Herminia Meñez Coben performs multiple roles in her book. First, she is a skilled
archivist—by painstakingly recording and collecting various poetic performances
in ten indigenous communities in the Philippines, she is able to transform the
ephemeral and the verbal into permanent print. Having said this, I am not claiming
a hierarchical and antagonistic relationship between oral and print cultures.
In doing this archival function, Coben offers scholars in anthropology, folklore,
performance studies, Philippine studies, and Southeast Asian studies a virtual
repository of valuable cultural practices. Secondly, she is an excellent scholar of
culture-in-action. She is able to provide the contexts in which these verbal arts are
practiced, performed, and reproduced. Looking into the social and political organization,
history, geography, and economy, Coben properly situates each group
within its own specific collective experience. Finally, having pointed to the archival
importance of this work, I want to stress that this book is not a non-theoretical and
uncritical catalogue of practices or a list of who, what, where, and when, but rather
a very ambitious analysis of persistent Southeast Asian island cultural themes and
semantic issues that cut across particular genres, performances, and communities
such as siblingship, gender, topography and place, and shamanic power.
Coben underscores the non-fixity of the verbal arts and the ways in which these
cultural productions are active processes engaged with ongoing political, economic,
and cultural struggles, and in many cases, are important media for social transformation
and change. Indigenous poetry, which is part of oratory skills, is something
that has been seen as an important ability and integral component of political and
religious leadership. Benedict Anderson in his classic article about power in Javanese
society showed how potency is embodied in oratory or verbal arts skills and
is crucial in understanding local forms of authority. Together with Anderson and
anthropologists such as Maurice Bloch, Coben ethnographically demonstrates the
structural powers of the verbal arts. However, I would like to augment this typical
reading with a different, albeit unorthodox, one.
I would like to depart from what would be a typical appreciation of a work such
as this and go more broadly into the emotional and affective elements in the verbal
arts. While Anderson, Bloch, and to some extent Coben have hinted at the energies
propelled by the skillful deployment of verbal forms and meanings, they nevertheless
have shied away from closer inspection of the emotional and affective ecologies
and climates that precipitate from indigenous poetic productions or performances.
Herminia Meñez Coben, Verbal Arts in Philippine
Indigenous Communities: Poetics, Society, and History
Manila: The Ateneo de Manila University Press, 2009. 402 pages.
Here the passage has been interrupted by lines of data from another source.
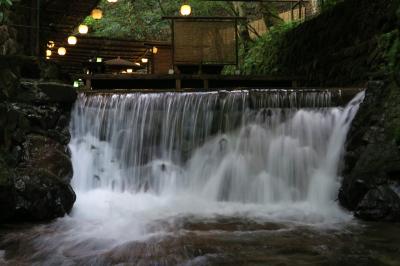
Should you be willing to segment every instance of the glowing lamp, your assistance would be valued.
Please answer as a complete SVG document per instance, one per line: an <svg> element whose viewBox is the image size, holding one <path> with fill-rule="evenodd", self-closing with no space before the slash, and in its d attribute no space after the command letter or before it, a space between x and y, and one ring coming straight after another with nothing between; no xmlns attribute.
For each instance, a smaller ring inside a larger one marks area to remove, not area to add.
<svg viewBox="0 0 400 266"><path fill-rule="evenodd" d="M56 44L53 42L53 41L49 41L48 43L47 43L47 48L54 48L54 46L55 46Z"/></svg>
<svg viewBox="0 0 400 266"><path fill-rule="evenodd" d="M103 11L100 8L95 8L92 10L92 18L93 19L102 19Z"/></svg>
<svg viewBox="0 0 400 266"><path fill-rule="evenodd" d="M180 13L182 16L189 16L190 14L192 14L192 7L188 4L183 4L181 6Z"/></svg>
<svg viewBox="0 0 400 266"><path fill-rule="evenodd" d="M109 3L116 3L116 2L118 2L118 0L107 0L107 2L109 2Z"/></svg>
<svg viewBox="0 0 400 266"><path fill-rule="evenodd" d="M51 50L47 49L46 50L46 57L50 57L52 54Z"/></svg>
<svg viewBox="0 0 400 266"><path fill-rule="evenodd" d="M89 32L89 27L87 25L81 24L78 27L78 31L80 34L87 34Z"/></svg>
<svg viewBox="0 0 400 266"><path fill-rule="evenodd" d="M128 68L127 70L126 70L126 73L132 73L133 72L133 69L132 68Z"/></svg>
<svg viewBox="0 0 400 266"><path fill-rule="evenodd" d="M147 62L149 62L148 58L142 58L142 63L146 64Z"/></svg>
<svg viewBox="0 0 400 266"><path fill-rule="evenodd" d="M58 48L57 52L59 55L64 56L67 54L67 49L65 49L64 47L60 47L60 48Z"/></svg>
<svg viewBox="0 0 400 266"><path fill-rule="evenodd" d="M158 48L157 47L153 47L153 54L156 54L156 53L158 53Z"/></svg>
<svg viewBox="0 0 400 266"><path fill-rule="evenodd" d="M69 36L68 37L68 44L69 45L75 45L78 42L78 38L75 36Z"/></svg>
<svg viewBox="0 0 400 266"><path fill-rule="evenodd" d="M103 58L97 57L97 58L96 58L96 63L101 63L101 62L103 62Z"/></svg>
Softcover, $19.50. isbn 978-971-550-583-3.
The Philippines
122 | Asian Ethnology 71/1 • 2012
Coben’s book opens up new ethnographic vistas for understanding the current
scholarly focus on affect and emotion. Affect is a fascinating analytical category
that allows for the recognition of the atmospheric effects of the sensorial—images,
scents, sounds, and haptic experiences. It also provides a way of acknowledging
bodily engagements that are not easily categorizable. Verbal poetic genres, particularly
those about love, anger, and violence, are in fact vital and vigorous vantages
for the conjuring of bodily affects and feelings. In fact, they are not literal positivist
records of “social facts” but are indirect lyrical and expressive renditions of
historical, cultural, and other social situations and are meant to persuade, entice,
and draw listeners and/or an audience into the spirals of the poetic narrative. The
reception of these indigenous poetic performances is dramatically more embodied
than everyday speech. While recent scholarly literature in the humanities and the
humanistic social sciences have pointed to the productive possibilities and potential
of bodily knowledge through affect and emotions, most if not all have focused
on Western-based media such as cinema, printed literature, and new media such
as the internet, and very little attention has been given to cultural productions in
indigenous communities. While this is not the author’s overt or explicit intention,
Coben’s analysis enables a productive alternative interpretation of the mechanics
of indigenous poetry as elements involved in the structuring of sentiments and the
conjuring of ecologies of passions, sensations, and feelings. In other words, I am
framing Coben’s book as a grounded staging of processes and practices that render
such ecologies and environments possible.
It may seem that this framework is inimical to Coben’s project, but I would
strongly argue that this appreciative though unconventional reading of her work
still remains true to her most basic intent—to demonstrate that indigenous verbal
arts are constitutive of cultural world-making. In sum, the richness of her data and
the erudition of her scholarly grasp of enduring research questions such as those of
potency and power in Southeast Asia will help in making this work an important
source and research touchstone for Asian studies scholars for years to come.